Dedik ya sarı-lacivertli ekipte futbolcu aynı, üstelik teknik adamda aynı. Fenerbahçe’nin sahadaki başarısına gölge düşürülmemesi adına, şimdilik dosyayı rafa kaldırmak gerek. Ama Alex gerçeği, asla ve asla inkar edilemez ve Kanarya’nın gündemini de uzun süre meşgul edecektir. Nedenini ise, her sarı-lacivertli renklere gönül veren taraftar çok iyi bildiği için açıklama gereğine gerek yok sanırım.
Sahi Beşiktaş’ın durumu nedir? Yolun başında ‘feda’ denildi. Artık bir sezonda, Kartal’ın hatırına inişli-çıkışlı geçsin. Taa ki eldeki malzeme ile büyük hedeflere ulaşılacağının bilinci yerleşene kadar…
Aslan nereye koşuyor? 
Galatasaray’a düşüş, taraftarda ise endişeli bekleyiş sürüyor. Bunun örneği Eskişehirspor maçı. Silik bir ilk yarı sarı-kırmızılı taraftara haklı olarak ‘ Bizim özlediğimiz efsane Galatasaray bumu?’ dedirttirdi. Aranılan soruların cevabı bulunmalı, sorunların çözüm yolları kısa sürede hayata geçilmeli.

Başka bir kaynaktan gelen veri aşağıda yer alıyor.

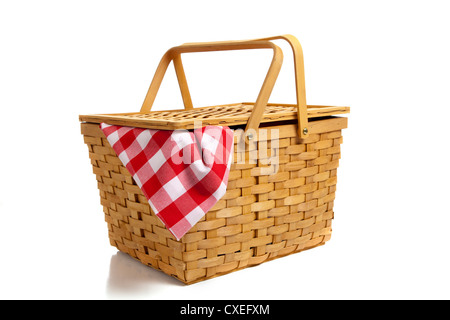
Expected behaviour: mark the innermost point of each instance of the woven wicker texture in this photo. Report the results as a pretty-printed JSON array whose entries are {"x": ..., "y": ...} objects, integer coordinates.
[
  {"x": 268, "y": 211},
  {"x": 231, "y": 114}
]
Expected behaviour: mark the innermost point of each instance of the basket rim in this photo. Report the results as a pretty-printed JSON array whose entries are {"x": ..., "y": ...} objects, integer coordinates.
[{"x": 227, "y": 114}]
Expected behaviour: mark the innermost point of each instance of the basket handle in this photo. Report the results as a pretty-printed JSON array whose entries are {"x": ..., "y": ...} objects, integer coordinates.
[{"x": 266, "y": 90}]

Düne bir göz atmak bizlere gelecek hakkında da önemli ipuçları verecek. Savunmanın bel kemiği görevi olarak görülen Melo örneği.Geçen sezon takımın en iyisi taraftarın vazgeçemediği oyuncu, geride kalan yedi haftada varlığından çok yokluğu yarar sağlar nitelikte. Bununda bir tek nedeni var; Sezon başında takıma dönüp dönmekte harcanan yoğun ve mesai ve çalışmalara  geç katılmasının beraberinde getirdiği uyumsuzluk.Sarı-kırmızlı takımın göbeğinde yer alan Dany ile Cris ise ayrı bir telden. Hata yapıyor ise ikisi de bir anda aynı handikabın içinde yer alıyor ve olan kaleci Muslera’ya oluyor, rakip forvet bulduğu pozisyonları gole çevirmeyi biliyor.

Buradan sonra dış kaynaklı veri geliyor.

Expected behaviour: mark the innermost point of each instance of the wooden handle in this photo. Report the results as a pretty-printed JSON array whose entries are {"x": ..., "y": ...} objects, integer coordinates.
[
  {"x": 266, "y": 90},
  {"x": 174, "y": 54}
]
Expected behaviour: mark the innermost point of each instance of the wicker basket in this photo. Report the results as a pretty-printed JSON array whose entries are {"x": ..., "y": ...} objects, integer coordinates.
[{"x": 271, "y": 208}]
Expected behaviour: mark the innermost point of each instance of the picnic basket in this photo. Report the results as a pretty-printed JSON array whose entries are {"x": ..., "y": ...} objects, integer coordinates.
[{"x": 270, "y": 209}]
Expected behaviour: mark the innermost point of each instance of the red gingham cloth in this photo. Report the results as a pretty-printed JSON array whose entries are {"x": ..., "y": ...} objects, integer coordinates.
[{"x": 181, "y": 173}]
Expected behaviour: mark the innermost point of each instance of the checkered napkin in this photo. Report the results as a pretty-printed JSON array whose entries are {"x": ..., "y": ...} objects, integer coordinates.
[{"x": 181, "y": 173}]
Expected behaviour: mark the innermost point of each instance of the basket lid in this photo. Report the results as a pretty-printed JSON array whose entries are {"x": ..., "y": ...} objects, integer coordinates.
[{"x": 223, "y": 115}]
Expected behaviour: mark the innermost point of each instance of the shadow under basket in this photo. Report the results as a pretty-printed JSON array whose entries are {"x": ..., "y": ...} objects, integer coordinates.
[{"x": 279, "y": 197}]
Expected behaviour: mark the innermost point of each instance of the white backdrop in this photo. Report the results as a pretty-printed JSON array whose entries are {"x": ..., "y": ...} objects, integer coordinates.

Söylediklerimiz belki karamsar bir tablo olarak görülebilir ama, sanırım ne Fatih Terim ne de sarı-kırmızılı taraftarın sahada inişli ve çıkışlı bir grafik çizen Galatasaray istemez. Geride kalan maçlara baktığımızda, özellikle gol bölgelerinde sıkıntı yaşanıyor. Burak Yılmaz klasik yaklaşımla, çağdaş futbolun gerisinde kalmaya namzet. Tıpkı Umut gibi o da Trabzonspor’da belki durumu idare ediyor, Avrupa’da olunmaması ve Şampiyonluğun yakın olmamanın vermiş olduğu rahatlıkla ligi götürüyordu. Ama Galatasaray’a geldikten sonra üstlenilen görevler dolayısıyla roller de değişti. Koşmak ve mücadelenin içerisinde yer almak gerekliliği sanırım anlamıştır.

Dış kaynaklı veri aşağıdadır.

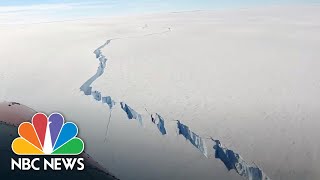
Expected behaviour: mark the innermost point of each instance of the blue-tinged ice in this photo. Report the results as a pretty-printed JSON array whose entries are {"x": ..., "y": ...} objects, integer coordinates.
[
  {"x": 234, "y": 161},
  {"x": 195, "y": 139},
  {"x": 109, "y": 101},
  {"x": 159, "y": 121},
  {"x": 132, "y": 114},
  {"x": 96, "y": 95}
]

Peki bilinmeyen bir düşüşte Hamit’te. Ondaki istikrarsızlık ister istemez yaptığı her hata sonucu kaybettiği her top, Galatasaray kalesine tehlikeli atak olarak geri dönüyor.
Hal böyle olunca insanın aklına gelmiyor değil defansta Servet ve gol bölgelerinde Baros bu takımda niye yok.Bunun cevabını en iyi bilen teknik direktör Fatih Terim olacaktır sanırım. Yarın puan ve puanlar kaybedilmeye devam dildiğinde homurdanmalar devam edecektir; Hoca ne oldu.Yetki dedin yetki, para dedin para, peki başarı…
Ne oldu da son iki, Ordu ve Braga maçlarında beklenenin gerisinde kalındı. Fatih Terim bunun hesabının ‘Milli Takım Molası’nda soracaktır mutlaka. Yinede hatırlamakta fayda var…Şampiyonlar Lig ve Süper Lig’de eğer zirve mücadeleden vermek ancak ve üst düzey bir performansla mümkün.Bunu ortaya koyacak isimlere sahip Galatasaray. Tabii kalitenin işlevlik sayılabilmesi için mutlaka koşmak, mücadele etmek kısacası futbolun gerekliliğini sahaya yansıtmak gerek.